See United States v. O’Malley,
In addition, the government argues the district court erred in limiting its expert to opinions based on the Tanner Scale pubic hair development. Although the expert testified that he could not perform the Tanner Scale pubic hair analysis on the GIF images, he was willing to give an opinion concerning the models’ ages based on breast development and general body habitus (the body’s shape, size and distribution of body fat). However, the expert also testified that the Tanner Scale breast stages are not scientifically useful in determining the age of the models because the range of ages for each stage was too broad and extended beyond the age of 18. The district court did not abuse its discretion in determining that the probative value of the images was compromised by the inability of the government’s expert to determine the age of the models using the portion of the Tanner scale which his own testimony advocated as scientifically valid and reliable. We do not mean to imply that, as a matter of law, the Tanner Scale pubic hair development scale is the only reliable basis for judging the age of models in child pornography cases. Rather, we hold only that a fair reading of the extensive record in this case reveals that Dr. Woodling’s *374 expertise was linked to Tanner scale methodology, and that the district court did not abuse its gate-keeping function in limiting his opinion testimony to that methodology. However, the government is not precluded from attempting to persuade the district court that some other witness can express a reliable opinion concerning the age of the models using scientifically valid methodology that is not dependent on the Tanner Scale.
Finally, the government argues that because the GIF images are
res gestae,
they are particularly probative, and the district court erred in performing the weighing task required under Rule 403. The indictment alleges violation of 18 U.S.C. § 2252(a)(2), which requires proof that defendant knowingly and intentionally received visual depictions of children under the age of eighteen engaged in sexually explicit conduct. The government argues that the evidence is probative of elements of the crime charged other than the age of the models, specifically, that the defendant received depiction of individuals “engaged in sexually explicit conduct.” Because that element is not disputed and because the district court ruled admissible a videotape that fulfills the government’s burden on that element, we cannot say that the district court abused its discretion in rejecting the government’s argument that the res
gestae
nature of the images in question gave overwhelming weight to their probative value in spite of their prejudicial nature.

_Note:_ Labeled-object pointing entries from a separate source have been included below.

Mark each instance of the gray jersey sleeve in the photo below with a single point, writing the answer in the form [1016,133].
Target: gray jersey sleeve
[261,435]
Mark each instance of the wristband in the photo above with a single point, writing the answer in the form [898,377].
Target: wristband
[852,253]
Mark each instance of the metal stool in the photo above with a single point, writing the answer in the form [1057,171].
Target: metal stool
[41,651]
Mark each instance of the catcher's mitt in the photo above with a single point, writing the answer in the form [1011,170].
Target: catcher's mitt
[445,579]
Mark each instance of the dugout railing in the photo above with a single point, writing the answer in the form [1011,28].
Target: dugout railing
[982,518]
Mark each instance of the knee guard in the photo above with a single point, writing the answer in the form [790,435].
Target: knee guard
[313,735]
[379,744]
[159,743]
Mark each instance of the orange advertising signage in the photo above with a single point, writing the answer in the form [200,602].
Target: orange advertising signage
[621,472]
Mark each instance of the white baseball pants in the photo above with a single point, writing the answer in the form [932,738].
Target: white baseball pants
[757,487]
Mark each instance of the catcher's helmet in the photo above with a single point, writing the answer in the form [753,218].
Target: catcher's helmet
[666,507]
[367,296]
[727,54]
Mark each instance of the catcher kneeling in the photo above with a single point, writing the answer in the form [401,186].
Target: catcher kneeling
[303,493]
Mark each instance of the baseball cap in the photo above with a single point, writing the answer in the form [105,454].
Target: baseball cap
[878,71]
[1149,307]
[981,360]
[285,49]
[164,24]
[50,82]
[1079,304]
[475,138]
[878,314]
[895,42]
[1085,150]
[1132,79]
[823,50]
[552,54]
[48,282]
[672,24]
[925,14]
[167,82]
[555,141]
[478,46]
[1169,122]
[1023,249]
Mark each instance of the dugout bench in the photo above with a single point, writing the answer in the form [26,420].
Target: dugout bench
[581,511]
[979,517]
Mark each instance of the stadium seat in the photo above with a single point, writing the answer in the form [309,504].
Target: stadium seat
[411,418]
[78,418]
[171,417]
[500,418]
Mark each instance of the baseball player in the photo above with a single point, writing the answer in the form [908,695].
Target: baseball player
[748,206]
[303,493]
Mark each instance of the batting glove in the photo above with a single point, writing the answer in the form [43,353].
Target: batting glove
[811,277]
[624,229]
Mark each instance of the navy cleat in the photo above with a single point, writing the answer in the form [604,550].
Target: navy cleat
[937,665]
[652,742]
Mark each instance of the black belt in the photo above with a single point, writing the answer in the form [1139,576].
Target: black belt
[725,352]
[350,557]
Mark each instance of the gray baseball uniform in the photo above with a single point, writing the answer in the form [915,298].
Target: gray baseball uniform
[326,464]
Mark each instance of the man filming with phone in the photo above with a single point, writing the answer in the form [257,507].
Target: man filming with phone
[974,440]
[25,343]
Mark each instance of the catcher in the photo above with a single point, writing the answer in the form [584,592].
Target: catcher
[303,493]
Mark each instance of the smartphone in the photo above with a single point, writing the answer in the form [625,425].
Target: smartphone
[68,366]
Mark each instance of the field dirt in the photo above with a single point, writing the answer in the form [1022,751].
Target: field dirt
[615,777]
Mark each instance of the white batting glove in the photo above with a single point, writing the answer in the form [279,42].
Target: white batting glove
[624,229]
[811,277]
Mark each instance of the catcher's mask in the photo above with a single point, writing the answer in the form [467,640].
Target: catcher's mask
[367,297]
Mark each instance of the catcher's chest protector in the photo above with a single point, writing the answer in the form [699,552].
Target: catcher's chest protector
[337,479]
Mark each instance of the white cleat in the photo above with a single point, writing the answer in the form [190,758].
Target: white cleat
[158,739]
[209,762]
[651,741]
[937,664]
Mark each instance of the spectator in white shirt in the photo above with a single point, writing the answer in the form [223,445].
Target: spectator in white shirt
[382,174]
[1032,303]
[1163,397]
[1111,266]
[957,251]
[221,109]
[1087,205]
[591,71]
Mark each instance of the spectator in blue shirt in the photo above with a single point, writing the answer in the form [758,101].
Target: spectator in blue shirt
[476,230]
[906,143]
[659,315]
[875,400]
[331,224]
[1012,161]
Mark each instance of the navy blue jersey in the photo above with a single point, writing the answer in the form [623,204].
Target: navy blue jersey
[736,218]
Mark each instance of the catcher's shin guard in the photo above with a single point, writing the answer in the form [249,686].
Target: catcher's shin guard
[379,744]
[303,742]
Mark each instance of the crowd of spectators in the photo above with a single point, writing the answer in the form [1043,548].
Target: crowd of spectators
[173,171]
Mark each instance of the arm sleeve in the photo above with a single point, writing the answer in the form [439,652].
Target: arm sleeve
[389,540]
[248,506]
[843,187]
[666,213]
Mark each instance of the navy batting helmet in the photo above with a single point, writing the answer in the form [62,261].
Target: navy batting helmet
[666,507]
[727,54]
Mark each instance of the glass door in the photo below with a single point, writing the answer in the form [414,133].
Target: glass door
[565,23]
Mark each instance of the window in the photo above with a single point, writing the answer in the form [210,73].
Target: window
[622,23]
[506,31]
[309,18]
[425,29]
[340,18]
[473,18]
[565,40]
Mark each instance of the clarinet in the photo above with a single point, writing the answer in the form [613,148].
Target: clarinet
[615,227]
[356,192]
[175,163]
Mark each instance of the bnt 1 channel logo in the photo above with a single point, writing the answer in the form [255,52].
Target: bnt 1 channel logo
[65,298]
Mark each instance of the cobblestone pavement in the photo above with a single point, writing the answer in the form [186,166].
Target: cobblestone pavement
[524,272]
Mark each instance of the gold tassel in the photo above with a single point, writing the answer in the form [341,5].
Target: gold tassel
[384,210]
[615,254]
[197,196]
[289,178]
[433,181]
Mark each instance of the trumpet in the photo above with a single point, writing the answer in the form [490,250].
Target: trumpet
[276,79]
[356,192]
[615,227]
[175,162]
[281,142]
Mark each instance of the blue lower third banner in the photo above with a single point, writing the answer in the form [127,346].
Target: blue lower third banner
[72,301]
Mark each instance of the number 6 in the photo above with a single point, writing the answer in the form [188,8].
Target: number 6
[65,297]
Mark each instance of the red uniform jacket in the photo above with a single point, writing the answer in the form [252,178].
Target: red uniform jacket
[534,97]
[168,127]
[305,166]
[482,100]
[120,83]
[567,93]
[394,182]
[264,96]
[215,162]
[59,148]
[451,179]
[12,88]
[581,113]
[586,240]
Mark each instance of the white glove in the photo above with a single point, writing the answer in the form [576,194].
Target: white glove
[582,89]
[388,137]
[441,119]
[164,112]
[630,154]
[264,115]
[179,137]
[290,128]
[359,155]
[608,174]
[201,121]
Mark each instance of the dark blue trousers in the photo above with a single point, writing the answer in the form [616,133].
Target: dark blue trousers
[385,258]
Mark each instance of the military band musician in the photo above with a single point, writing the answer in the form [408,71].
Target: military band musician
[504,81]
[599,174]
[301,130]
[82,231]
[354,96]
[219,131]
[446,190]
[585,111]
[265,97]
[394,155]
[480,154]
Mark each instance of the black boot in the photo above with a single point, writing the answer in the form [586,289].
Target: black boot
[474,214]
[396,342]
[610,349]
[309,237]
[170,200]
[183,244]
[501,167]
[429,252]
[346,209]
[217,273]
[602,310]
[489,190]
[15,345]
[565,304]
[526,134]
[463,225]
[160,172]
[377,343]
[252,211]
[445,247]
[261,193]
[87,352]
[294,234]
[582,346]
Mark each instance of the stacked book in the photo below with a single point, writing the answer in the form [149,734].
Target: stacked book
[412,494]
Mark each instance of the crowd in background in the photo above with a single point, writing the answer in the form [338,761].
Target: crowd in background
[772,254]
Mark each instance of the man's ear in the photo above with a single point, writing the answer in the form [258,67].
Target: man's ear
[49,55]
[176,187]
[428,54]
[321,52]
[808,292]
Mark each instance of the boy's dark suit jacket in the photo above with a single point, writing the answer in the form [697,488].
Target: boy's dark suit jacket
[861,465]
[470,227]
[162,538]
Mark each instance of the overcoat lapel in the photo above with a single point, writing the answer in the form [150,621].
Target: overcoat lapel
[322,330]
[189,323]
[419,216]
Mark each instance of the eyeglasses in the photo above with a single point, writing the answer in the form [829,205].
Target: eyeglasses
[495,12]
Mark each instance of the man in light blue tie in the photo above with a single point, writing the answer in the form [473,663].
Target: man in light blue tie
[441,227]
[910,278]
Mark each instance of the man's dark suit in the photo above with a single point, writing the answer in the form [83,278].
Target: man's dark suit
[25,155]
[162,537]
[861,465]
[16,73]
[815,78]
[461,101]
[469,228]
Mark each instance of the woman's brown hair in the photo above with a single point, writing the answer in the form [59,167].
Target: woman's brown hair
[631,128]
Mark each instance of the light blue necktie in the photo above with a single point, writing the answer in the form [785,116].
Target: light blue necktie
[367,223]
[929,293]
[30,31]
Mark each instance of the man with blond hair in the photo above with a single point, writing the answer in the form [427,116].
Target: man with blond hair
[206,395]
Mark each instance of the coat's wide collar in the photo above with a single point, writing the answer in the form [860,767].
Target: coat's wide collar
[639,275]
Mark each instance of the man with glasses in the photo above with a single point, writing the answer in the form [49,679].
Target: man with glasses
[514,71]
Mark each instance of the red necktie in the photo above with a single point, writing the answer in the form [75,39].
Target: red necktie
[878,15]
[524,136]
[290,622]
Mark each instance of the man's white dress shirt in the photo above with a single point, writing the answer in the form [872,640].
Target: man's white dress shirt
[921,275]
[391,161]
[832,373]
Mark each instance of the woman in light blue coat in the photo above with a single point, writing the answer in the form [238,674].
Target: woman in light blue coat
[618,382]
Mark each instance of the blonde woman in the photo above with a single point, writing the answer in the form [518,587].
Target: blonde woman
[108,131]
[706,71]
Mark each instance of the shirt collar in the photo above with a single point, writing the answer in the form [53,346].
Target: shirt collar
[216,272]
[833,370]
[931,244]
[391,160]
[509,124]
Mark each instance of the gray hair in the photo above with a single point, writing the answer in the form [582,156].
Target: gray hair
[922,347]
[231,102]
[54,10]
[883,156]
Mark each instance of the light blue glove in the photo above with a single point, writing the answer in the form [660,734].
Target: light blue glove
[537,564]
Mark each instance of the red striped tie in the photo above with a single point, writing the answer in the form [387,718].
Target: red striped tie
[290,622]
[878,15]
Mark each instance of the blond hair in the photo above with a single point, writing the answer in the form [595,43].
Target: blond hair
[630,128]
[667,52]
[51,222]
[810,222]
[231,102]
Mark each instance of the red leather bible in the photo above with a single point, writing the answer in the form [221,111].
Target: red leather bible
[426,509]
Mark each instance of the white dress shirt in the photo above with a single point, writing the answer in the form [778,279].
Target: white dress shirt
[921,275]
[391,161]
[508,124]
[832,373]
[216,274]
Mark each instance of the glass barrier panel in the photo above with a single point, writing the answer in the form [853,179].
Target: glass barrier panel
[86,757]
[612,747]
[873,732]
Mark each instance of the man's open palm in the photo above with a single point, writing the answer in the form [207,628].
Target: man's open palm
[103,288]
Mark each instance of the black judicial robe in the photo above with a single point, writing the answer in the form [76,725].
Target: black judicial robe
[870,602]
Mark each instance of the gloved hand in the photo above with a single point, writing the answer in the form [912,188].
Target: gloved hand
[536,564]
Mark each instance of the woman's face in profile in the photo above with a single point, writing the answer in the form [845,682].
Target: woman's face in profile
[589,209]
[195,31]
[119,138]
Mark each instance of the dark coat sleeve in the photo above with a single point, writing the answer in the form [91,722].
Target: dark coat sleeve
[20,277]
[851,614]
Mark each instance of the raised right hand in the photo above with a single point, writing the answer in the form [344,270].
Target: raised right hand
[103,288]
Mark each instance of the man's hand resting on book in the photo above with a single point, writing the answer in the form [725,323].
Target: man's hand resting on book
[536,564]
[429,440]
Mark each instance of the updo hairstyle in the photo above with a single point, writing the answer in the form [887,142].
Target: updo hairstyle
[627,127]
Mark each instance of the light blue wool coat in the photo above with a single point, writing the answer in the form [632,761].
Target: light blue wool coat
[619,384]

See Campbell v. Keystone Aerial Surveys, Inc.,
In sum, it was not an abuse of discretion to exclude images that, according to the government’s own expert, depict models whose ages are not susceptible to evaluation using the scale that the same expert advocates as scientifically reliable.
III. CONCLUSION
Based on the foregoing, we affirm the district court’s exclusion of the GIF images.
AFFIRMED.
Notes
. Count I was dismissed on December 2, 1997. Count II, receiving child pornography through the mail, is the only currently pending count.
. The district court considered evidence from Counts 1 and 2 at the March Daubert hearing, as Count 1 had not yet been dismissed.
. The images printed from the computer disk are referred to in the record as "photos.” The color "photos” were produced by printing the GIFs from a computer with a color printer. The black and white images were produced by copying the computer generated color images on an ordinary office copier.